Bei einer Tasse Kaffee werden erneut Gefühle und Bilder aus der Jugend lebendig. „Ich hätte nie geglaubt, dass ich nach Fulda zurückkehren würde“, bekennt Susie Greenwood lächelnd und nachdenklich zugleich Fuldas OB Gerhard Möller, der sich Zeit für seine englischen Gäste genommen hat. Fulda sei damals eine kleine Stadt gewesen. „Heute ist es viel größer und schöner.“ Im Gespräch mit Möller fällt der Name Kahn.
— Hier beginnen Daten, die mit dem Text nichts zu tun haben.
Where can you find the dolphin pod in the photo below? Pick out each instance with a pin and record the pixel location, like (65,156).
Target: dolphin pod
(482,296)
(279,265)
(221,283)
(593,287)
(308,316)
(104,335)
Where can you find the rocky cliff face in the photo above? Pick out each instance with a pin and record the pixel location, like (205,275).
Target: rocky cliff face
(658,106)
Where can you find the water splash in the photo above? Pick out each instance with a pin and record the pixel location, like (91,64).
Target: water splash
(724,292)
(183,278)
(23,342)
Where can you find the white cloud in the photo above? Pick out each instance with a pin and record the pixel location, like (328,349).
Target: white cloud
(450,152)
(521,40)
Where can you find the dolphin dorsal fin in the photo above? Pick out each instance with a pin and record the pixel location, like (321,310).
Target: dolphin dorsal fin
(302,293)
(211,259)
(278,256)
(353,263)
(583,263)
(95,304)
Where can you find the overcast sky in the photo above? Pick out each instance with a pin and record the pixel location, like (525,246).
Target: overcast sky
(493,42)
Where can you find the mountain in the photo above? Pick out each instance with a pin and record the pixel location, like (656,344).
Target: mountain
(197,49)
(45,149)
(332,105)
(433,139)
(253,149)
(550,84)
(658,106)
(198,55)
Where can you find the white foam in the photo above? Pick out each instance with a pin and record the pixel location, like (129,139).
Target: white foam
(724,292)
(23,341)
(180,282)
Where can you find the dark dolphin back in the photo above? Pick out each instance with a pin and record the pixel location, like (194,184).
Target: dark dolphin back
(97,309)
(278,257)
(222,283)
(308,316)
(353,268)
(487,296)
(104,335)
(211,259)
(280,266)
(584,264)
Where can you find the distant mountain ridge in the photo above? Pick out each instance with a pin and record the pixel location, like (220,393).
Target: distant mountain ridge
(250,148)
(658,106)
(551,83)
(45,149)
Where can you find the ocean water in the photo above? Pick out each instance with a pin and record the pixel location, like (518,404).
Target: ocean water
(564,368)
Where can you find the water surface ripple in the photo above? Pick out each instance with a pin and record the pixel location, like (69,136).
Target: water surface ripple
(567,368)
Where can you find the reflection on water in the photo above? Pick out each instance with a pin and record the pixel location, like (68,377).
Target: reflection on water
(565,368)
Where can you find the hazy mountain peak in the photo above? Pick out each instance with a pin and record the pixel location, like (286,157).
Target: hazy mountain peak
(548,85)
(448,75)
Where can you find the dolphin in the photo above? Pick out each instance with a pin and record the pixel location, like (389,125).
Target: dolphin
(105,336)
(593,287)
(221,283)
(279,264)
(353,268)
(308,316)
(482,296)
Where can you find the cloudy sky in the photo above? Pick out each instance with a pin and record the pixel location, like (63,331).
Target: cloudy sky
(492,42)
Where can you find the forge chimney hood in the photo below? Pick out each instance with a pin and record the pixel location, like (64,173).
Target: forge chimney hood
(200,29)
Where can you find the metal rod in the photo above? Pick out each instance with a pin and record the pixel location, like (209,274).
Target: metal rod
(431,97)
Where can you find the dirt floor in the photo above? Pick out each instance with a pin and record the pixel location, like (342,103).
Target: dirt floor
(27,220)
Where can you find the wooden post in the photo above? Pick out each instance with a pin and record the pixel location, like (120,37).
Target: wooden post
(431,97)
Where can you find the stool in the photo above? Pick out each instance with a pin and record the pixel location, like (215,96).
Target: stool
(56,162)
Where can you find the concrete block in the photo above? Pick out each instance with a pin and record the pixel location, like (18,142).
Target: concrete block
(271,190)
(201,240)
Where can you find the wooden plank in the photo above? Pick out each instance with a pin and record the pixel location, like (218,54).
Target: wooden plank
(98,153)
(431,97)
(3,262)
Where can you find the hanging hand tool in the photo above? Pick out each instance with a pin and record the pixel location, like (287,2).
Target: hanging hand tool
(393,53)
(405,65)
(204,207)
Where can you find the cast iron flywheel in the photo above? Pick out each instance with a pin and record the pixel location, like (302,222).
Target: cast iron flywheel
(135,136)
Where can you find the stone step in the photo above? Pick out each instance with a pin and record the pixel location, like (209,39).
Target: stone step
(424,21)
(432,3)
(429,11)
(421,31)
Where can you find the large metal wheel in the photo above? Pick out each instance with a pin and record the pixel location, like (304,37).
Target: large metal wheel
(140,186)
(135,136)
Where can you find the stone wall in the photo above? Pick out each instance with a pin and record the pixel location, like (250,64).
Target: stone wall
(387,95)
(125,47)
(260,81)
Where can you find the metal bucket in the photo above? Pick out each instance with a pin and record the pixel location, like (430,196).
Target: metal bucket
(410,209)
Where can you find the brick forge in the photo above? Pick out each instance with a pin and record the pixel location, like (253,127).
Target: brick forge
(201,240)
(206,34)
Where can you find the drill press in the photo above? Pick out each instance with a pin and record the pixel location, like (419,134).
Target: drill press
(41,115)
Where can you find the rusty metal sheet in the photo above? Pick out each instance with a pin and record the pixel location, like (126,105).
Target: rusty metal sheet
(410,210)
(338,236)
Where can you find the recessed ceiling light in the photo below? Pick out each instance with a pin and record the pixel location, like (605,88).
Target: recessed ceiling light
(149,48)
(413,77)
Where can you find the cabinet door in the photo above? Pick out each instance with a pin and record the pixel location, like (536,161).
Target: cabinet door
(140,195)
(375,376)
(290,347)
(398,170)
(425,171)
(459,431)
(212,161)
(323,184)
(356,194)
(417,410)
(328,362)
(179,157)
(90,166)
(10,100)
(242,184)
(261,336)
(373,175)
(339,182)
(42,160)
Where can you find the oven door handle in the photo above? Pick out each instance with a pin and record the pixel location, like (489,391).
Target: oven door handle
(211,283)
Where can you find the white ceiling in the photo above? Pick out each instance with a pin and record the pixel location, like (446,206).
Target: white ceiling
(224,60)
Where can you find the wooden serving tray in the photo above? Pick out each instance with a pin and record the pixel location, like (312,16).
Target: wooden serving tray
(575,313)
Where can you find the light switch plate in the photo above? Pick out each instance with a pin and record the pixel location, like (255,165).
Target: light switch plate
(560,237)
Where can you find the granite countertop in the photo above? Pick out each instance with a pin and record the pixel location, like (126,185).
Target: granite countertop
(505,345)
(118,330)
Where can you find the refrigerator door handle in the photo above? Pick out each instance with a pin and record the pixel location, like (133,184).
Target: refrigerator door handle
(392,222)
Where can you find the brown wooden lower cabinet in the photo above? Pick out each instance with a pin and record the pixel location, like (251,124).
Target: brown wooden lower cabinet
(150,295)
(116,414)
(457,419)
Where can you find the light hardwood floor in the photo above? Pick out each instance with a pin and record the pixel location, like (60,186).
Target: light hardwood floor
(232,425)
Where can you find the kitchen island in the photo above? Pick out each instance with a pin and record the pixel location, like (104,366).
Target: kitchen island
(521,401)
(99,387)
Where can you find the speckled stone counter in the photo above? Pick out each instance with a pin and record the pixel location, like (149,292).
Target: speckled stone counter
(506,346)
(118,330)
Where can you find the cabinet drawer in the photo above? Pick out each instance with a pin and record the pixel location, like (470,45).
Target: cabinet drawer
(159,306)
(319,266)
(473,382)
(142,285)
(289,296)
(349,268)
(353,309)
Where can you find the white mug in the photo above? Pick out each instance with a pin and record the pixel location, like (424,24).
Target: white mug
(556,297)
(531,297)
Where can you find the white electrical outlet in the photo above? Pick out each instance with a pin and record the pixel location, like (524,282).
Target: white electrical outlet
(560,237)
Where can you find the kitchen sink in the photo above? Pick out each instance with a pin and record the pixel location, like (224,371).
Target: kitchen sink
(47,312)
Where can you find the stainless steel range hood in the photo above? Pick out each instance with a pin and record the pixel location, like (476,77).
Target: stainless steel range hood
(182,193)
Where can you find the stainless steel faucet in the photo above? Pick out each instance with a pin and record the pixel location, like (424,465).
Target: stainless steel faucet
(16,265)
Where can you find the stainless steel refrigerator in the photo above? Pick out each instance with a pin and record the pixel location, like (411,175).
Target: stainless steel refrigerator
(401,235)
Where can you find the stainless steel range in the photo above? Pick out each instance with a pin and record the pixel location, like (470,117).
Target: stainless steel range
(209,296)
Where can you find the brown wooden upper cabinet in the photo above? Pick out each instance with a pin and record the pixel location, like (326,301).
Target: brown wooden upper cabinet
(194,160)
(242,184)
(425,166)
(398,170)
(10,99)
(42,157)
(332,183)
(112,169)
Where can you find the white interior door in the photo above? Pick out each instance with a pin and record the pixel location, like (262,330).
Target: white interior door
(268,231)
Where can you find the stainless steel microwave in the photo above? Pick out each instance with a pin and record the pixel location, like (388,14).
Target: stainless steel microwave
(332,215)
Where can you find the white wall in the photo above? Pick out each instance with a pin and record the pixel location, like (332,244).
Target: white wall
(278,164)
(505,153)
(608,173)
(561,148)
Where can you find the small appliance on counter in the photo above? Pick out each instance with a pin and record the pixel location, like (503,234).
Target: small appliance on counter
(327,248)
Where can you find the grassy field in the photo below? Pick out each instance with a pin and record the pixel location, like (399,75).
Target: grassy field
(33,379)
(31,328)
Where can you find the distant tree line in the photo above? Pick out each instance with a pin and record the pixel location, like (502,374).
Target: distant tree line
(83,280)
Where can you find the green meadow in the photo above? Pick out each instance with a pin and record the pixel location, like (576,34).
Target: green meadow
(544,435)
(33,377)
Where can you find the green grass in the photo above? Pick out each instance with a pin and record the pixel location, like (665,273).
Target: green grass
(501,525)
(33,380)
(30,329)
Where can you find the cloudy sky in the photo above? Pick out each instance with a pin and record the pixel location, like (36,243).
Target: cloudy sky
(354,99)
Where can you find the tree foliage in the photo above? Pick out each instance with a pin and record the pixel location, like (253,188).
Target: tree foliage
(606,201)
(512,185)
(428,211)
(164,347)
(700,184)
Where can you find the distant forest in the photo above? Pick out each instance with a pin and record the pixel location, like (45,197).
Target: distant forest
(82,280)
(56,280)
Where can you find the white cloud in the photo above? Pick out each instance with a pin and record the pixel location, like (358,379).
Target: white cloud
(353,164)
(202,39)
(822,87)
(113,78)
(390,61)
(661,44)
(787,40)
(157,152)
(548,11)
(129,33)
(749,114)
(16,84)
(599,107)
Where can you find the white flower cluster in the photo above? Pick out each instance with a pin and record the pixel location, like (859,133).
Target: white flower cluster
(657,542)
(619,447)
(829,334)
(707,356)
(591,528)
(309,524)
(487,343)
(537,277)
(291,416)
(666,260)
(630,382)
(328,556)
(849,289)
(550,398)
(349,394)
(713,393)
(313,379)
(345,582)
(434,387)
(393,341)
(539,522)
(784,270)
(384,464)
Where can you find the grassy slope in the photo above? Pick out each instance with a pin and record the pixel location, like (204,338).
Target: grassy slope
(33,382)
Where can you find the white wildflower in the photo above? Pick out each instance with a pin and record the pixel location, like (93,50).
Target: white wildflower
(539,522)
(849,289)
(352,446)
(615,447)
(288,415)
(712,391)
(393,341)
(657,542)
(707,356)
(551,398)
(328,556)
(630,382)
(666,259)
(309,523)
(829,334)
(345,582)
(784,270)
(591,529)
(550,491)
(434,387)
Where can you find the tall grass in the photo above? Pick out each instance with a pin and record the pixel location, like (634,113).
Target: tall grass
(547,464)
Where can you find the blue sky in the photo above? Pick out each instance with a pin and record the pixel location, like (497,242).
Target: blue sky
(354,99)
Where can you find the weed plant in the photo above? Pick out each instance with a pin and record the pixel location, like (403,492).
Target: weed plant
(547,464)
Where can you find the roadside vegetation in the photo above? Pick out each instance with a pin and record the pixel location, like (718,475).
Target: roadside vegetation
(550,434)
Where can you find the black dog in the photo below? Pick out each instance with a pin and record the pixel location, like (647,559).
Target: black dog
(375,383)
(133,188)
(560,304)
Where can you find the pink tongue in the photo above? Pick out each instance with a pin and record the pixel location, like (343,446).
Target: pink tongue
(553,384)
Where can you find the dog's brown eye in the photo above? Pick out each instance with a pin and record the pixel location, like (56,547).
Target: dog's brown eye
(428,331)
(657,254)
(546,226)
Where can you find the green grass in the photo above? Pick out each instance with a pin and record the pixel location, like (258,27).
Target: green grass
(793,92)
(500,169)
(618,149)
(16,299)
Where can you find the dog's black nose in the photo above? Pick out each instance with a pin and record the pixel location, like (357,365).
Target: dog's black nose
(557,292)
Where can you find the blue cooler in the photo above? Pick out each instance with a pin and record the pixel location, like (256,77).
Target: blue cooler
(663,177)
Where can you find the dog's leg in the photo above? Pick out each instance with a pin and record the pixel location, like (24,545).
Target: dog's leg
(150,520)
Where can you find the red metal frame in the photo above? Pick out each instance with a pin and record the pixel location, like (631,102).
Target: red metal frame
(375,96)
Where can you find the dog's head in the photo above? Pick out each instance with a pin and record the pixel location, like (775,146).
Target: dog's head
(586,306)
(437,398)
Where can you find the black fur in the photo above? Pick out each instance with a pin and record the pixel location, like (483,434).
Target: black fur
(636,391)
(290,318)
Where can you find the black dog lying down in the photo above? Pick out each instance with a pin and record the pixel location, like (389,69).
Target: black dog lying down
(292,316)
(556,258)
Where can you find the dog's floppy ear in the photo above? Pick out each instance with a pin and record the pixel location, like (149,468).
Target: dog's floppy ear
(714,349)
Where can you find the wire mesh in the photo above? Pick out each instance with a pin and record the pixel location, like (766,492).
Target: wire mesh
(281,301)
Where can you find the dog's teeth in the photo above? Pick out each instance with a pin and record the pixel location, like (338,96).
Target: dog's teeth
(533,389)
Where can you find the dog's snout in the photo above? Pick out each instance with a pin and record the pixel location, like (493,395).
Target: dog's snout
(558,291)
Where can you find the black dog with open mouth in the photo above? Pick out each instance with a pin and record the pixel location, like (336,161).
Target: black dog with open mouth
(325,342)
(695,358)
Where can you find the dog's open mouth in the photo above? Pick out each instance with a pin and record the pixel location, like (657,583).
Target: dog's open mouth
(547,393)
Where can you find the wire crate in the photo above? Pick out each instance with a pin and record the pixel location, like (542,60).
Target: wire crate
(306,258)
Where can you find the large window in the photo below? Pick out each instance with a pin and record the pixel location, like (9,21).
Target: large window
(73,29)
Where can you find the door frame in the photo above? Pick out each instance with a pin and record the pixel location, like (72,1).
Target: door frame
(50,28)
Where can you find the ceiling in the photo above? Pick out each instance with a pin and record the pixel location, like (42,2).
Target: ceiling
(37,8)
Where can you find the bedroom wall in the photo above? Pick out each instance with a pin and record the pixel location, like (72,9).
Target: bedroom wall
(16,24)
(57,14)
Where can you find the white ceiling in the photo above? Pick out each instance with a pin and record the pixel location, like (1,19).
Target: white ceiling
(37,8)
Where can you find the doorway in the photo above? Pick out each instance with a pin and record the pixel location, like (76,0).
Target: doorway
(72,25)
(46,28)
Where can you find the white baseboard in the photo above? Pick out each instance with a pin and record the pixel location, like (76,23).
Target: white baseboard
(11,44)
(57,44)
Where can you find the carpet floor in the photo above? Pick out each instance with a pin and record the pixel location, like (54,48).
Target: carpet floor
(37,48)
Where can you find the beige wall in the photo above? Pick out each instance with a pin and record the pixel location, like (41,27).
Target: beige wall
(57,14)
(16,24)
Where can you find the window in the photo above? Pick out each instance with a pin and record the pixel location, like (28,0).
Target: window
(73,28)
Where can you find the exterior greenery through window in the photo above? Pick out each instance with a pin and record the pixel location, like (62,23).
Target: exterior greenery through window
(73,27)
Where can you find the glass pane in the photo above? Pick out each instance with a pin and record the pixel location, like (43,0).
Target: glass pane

Mit Rabbinersohn Michael, der heute in Israel lebt, ist Susie als Teenagerin in die jüdische Schule gegangen.

Fuldas Verwaltungschef freut sich, dass jüdisches Leben nach den schrecklichen Jahren der Naziherrschaft wieder Fuß in Fulda gefasst hat. Die Gemeinde habe eine dynamische Entwicklung mit einer kontinuierlich steigenden Mitgliederzahl hinter sich. Das Miteinander zwischen Mitgliedern, Gemeindevorstand und der Stadtverwaltung sei sehr gut. Mitte der 80er Jahre konnte die ehemalige jüdische Schule unter Möllers Amtsvorgänger Dr. Wolfgang Hamberger in ein  Gemeindezentrum mit Gebetsraum und kleinem Museum umgebaut werden. Mit einer großen Begegnungsfeier jüdischer Mitbürger in ihrer alten Heimatstadt ist es feierlich übergeben worden. Susie Greenwood hatte damals leider nicht dabei sein können. Umso mehr freute sich die Wahl-Londonerin jetzt, Fulda  wieder zu sehen.